Récoltant les fruits du succès de son E.p (Extended play) «Bokoko», sorti en août 2021 et dont le clip a déjà atteint plus de 20 millions de vues sur Youtube en huit mois seulement, Roga-Roga avait pris date, ce mois de juillet en France, pour un concert du groupe Extra Musica au Melting Crew Awards, à Fontenay-sous-Bois, près de Paris. Puis, pour l’enregistrement du tant attendu album du virtuose bassiste Espé Basse, surnommé Saoudien.
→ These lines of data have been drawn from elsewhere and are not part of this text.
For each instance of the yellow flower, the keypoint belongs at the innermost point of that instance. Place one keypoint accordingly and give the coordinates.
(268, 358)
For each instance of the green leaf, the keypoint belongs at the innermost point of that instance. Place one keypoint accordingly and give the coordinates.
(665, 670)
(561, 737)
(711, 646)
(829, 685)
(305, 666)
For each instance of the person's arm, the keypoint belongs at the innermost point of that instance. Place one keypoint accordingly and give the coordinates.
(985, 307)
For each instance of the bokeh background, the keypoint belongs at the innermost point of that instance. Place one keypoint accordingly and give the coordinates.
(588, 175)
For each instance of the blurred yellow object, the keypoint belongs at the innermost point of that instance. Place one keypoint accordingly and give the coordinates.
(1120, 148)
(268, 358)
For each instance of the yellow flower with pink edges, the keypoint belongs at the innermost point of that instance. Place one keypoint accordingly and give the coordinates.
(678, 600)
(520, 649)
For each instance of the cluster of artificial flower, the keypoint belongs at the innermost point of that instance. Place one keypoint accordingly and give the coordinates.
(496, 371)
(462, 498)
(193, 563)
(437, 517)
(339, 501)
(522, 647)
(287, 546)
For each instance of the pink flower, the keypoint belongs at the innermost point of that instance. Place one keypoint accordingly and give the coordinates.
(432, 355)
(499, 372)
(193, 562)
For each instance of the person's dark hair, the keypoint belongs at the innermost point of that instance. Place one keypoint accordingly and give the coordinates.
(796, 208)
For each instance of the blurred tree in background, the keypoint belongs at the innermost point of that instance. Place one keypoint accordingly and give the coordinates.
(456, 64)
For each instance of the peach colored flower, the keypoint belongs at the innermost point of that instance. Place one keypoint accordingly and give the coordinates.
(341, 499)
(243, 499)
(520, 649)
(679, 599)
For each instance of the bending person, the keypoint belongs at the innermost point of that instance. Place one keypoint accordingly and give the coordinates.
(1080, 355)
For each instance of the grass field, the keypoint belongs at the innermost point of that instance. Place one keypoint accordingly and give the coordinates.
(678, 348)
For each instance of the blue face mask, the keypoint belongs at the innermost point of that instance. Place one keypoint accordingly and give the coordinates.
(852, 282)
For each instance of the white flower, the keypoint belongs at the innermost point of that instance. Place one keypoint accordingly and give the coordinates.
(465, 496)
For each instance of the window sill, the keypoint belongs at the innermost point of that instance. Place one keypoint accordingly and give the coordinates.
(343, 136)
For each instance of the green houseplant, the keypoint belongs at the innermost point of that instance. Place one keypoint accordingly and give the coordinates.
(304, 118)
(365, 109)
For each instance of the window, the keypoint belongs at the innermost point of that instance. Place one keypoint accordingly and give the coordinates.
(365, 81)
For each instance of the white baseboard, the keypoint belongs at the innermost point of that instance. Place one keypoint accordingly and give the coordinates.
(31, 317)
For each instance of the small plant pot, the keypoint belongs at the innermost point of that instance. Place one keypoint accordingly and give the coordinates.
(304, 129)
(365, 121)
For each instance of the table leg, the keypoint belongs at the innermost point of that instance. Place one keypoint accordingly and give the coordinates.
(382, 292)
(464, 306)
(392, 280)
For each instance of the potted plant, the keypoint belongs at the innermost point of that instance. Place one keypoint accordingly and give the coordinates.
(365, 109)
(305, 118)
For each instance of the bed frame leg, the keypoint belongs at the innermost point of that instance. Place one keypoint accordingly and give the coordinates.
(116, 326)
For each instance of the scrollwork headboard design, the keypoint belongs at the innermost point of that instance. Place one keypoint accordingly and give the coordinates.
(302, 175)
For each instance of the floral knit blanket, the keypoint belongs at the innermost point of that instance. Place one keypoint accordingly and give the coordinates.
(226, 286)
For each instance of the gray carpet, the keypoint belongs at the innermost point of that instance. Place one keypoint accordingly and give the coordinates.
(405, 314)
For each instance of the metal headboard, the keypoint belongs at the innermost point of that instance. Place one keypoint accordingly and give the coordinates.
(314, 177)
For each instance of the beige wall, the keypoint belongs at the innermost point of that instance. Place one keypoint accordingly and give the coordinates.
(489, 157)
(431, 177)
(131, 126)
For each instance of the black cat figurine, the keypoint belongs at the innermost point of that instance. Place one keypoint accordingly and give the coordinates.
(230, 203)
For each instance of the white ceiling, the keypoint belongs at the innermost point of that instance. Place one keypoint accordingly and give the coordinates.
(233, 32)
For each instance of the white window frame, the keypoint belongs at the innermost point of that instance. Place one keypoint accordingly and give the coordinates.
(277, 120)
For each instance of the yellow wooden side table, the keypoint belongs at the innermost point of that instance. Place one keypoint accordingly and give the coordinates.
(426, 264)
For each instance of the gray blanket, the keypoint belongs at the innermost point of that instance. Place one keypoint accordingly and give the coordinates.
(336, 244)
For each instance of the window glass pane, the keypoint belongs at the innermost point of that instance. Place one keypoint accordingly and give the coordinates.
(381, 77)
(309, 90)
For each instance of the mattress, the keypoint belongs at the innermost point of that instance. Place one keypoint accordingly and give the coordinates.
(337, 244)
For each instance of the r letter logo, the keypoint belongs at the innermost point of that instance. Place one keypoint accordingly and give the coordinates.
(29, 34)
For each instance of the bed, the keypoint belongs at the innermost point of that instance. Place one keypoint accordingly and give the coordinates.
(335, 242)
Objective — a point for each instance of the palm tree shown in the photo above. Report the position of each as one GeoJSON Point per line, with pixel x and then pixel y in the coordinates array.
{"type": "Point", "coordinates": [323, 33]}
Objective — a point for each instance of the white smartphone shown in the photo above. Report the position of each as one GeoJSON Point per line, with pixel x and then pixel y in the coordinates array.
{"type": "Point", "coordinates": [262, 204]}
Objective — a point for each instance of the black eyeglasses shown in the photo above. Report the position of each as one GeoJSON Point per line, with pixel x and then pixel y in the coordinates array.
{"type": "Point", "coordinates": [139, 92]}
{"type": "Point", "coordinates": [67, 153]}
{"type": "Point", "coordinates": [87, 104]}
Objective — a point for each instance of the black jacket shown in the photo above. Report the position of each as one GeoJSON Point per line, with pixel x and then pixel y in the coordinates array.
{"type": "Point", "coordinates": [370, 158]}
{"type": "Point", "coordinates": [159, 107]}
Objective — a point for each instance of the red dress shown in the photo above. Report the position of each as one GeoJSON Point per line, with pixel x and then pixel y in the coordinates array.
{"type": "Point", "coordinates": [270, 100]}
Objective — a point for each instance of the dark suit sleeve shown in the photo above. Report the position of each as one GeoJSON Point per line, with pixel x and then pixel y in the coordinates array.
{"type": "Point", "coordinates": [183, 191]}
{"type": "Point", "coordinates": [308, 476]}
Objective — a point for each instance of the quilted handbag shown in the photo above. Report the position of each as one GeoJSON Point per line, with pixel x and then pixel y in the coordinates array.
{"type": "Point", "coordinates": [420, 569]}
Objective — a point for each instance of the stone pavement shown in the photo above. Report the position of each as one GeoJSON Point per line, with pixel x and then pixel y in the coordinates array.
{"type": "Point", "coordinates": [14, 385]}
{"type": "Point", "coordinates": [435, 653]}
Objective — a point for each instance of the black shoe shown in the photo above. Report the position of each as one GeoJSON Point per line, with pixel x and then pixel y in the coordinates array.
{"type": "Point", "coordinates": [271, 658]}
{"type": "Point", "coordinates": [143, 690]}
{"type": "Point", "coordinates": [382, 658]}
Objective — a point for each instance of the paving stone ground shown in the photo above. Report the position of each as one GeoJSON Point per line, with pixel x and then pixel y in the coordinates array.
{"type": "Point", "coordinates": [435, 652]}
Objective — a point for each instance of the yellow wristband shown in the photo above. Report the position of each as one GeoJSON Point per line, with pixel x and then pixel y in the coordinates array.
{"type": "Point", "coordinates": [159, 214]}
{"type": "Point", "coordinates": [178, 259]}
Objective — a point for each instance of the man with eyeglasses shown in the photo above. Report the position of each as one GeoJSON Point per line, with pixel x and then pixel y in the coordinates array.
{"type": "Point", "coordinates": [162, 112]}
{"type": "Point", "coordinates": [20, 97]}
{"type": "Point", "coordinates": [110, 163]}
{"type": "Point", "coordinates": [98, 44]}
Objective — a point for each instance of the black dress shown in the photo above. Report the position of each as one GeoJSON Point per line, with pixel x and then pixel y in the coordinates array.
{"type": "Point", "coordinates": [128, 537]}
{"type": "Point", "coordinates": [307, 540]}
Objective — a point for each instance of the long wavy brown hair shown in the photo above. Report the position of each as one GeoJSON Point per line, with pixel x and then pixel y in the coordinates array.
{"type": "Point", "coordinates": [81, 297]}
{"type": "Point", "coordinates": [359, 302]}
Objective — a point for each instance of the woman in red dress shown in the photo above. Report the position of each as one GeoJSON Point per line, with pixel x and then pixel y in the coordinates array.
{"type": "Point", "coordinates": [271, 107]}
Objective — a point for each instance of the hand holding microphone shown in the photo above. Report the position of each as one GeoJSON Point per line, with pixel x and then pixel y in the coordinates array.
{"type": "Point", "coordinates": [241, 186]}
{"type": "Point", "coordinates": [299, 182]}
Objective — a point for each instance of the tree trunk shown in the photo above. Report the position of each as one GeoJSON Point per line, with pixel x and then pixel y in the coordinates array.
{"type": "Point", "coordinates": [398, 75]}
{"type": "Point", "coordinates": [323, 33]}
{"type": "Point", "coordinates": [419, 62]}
Une tâche noire a, cependant, marqué le séjour dans la capitale française du bientôt trentenaire ensemble musical brazzavillois: deux pièces maîtresses du groupe, à savoir le guitariste solo, Bondo Mania (transfuge de l’Orchestre Universal Zangul, né de la scission d’Extra Musica), et le chanteur Charly Chaleur, ainsi que la danseuse Julia ont pris la clé des champs dans la capitale française.

Si les causes de la fuite de Bondo Mania et de Julia ne sont pas élucidées, Charly Chaleur, pour sa part, justifie, sur son compte Facebook, les mobiles de son départ. Il évoque la xénophobie manifestée par certains de ses désormais ex-collègues et la mauvaise rémunération lors des concerts qu’Extra Musica a livrés aussi bien en Afrique, au Congo qu’à l’étranger.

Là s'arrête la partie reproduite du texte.